Решив на примере профессора преподать урок своему раздобревшему сыну, она возвестила, обращаясь к нему:
– Вес на десять кило меньше, чем две последние цифры роста, – это идеально. А у вас какое соотношение?
Ошарашенная, я вдруг сообразила, что этот последний вопрос адресован непосредственно мне, и поглядела на профессора... Мы ведь едва знакомы, а МТЛ ни за что ни про что вынуждает меня обнажиться, меня, которая всю жизнь пытается заслониться километрами ткани!
Смущенная, я невнятно пробормотала что- то насчет пятидесяти кило на метр семьдесят четыре, уже сожалея о нашей первой беседе, когда ее интересовали лишь Унг и Ив.
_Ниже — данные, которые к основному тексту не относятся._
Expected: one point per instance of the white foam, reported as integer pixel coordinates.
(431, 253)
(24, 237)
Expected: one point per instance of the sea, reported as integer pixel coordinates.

– Невероятно! – воскликнула она. – Не знала, что это возможно, – разница в двадцать четыре! Продолжайте в том же духе. Не понимаю, мне кажется, вы должны ценить ваше тело! Вам нужен Аззедин Алайя или Леже! Нынче утром я чувствовала себя на одиннадцать с половиной лет, но теперь из-за вас я чувствую себя куда старше!